SNOQUALMIE, Wash. — Several tribal casinos in Washington now have the federal approval needed to officially offer sports wagering. It's the last step in a lengthy process that involves approvals from the state and tribal governments.
The Snoqualmie Casino Sportsbook opens on Sept. 9 at 11 a.m.
Snoqualmie Casino CEO and President Stanford Le previously said the goal was to open the sportsbook on the first week of the regular NFL season, which kicks off on Sept. 9.
Snoqualmie is among the first tribes in Washington whose amended gaming agreement was entered into the federal registry by the U.S. Interior Department, giving the casino the green light to officially begin offering sports wagering to customers.

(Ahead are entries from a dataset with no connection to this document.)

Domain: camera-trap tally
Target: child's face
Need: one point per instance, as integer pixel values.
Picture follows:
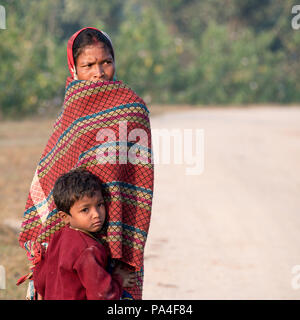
(88, 213)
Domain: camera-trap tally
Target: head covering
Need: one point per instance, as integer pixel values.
(71, 63)
(92, 110)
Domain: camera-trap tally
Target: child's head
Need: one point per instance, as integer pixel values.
(79, 200)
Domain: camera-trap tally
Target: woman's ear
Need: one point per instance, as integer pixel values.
(64, 216)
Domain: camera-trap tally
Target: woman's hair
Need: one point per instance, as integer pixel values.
(73, 186)
(89, 37)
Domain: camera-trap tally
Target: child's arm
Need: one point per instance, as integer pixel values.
(99, 284)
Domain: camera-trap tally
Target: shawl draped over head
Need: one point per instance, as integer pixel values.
(103, 127)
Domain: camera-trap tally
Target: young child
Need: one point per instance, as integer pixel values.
(73, 267)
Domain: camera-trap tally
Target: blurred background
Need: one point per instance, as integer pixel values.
(197, 64)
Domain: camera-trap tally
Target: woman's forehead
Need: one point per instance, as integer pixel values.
(98, 50)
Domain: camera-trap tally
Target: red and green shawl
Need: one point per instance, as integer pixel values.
(79, 139)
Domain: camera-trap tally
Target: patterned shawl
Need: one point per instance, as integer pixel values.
(103, 127)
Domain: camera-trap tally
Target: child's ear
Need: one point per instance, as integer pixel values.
(64, 216)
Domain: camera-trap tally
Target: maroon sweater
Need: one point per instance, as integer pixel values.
(73, 268)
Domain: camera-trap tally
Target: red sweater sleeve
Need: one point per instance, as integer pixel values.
(99, 284)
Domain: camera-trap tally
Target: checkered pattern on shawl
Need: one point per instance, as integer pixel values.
(78, 140)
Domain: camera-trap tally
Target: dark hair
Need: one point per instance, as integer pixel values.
(73, 186)
(89, 37)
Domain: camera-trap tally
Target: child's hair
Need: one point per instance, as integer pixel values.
(89, 37)
(73, 186)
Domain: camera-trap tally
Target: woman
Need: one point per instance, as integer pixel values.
(103, 127)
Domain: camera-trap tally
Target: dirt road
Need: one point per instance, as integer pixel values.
(232, 232)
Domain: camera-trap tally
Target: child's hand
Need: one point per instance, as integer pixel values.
(129, 277)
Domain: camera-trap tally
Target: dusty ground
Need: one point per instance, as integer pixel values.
(231, 232)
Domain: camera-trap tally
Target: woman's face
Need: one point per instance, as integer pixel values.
(95, 63)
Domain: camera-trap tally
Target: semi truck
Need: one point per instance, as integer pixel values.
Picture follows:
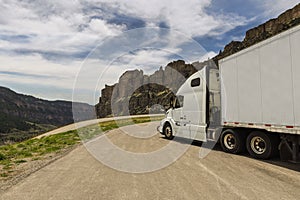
(251, 101)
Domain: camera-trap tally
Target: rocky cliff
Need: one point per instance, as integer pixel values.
(23, 116)
(286, 20)
(136, 93)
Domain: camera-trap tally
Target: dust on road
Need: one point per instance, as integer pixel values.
(79, 175)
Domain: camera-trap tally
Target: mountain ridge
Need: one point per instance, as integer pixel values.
(24, 116)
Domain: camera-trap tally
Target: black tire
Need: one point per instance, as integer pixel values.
(168, 132)
(262, 145)
(233, 141)
(285, 154)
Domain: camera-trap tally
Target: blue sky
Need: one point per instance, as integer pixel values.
(45, 45)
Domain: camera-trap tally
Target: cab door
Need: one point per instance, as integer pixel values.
(194, 109)
(179, 117)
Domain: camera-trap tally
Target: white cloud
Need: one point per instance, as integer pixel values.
(31, 30)
(275, 7)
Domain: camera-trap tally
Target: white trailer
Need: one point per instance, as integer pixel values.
(252, 102)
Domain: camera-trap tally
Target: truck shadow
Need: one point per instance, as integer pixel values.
(217, 147)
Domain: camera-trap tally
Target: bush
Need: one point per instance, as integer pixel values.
(2, 157)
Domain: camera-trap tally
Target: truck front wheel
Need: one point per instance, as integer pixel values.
(262, 145)
(232, 141)
(168, 131)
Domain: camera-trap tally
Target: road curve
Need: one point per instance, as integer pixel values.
(79, 175)
(77, 125)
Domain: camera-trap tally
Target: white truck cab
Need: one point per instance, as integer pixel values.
(191, 115)
(252, 103)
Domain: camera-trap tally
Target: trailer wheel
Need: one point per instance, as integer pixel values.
(168, 131)
(262, 145)
(232, 141)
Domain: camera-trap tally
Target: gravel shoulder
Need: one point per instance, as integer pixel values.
(78, 175)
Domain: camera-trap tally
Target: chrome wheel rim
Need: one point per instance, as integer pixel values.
(168, 131)
(229, 141)
(258, 145)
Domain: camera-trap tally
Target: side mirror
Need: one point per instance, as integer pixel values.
(172, 102)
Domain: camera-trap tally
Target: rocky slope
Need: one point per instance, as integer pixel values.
(136, 93)
(22, 116)
(286, 20)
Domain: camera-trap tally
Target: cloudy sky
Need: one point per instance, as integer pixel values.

The process has been in the works since Gov. Jay Inslee signed a bill last year that authorized sports wagering in tribal casinos only.
Tribes must submit changes to their current gaming agreement, known as compact amendments, to the Washington State Gaming Commission for approval before it is sent back to the tribe, then submitted to the governor to sign off, and finally, to be entered in the federal registry.
The Snoqualmie Indian Tribe joins eight other tribes whose compact amendments with the state are now entered into the federal registry.
They include the Cowlitz, Lummi Nation, Puyallup, Spokane, Squaxin Island, Stillaguamish, Suquamish and Tulalip Tribes, according to the Washington State Gambling Commission.
Legal sports betting in Washington was a long time coming for sports fans like John Harrell, who lives in Issaquah and is a regular at Snoqualmie Casino.
"Now with the convenience of this, we're going to be able to make our bets. We don't have to travel to Las Vegas," said Harrell.
Harrell said he would play slot machines until he could place a bet on his favorite teams, the Mariners and the Seahawks.
"Let's get it open, let's be able to make our wagers, let's do it," said Harrell.
Mobile app betting is not allowed under Washington's new sports wagering law unless the bets are "physically present on the premises" of the tribal casino.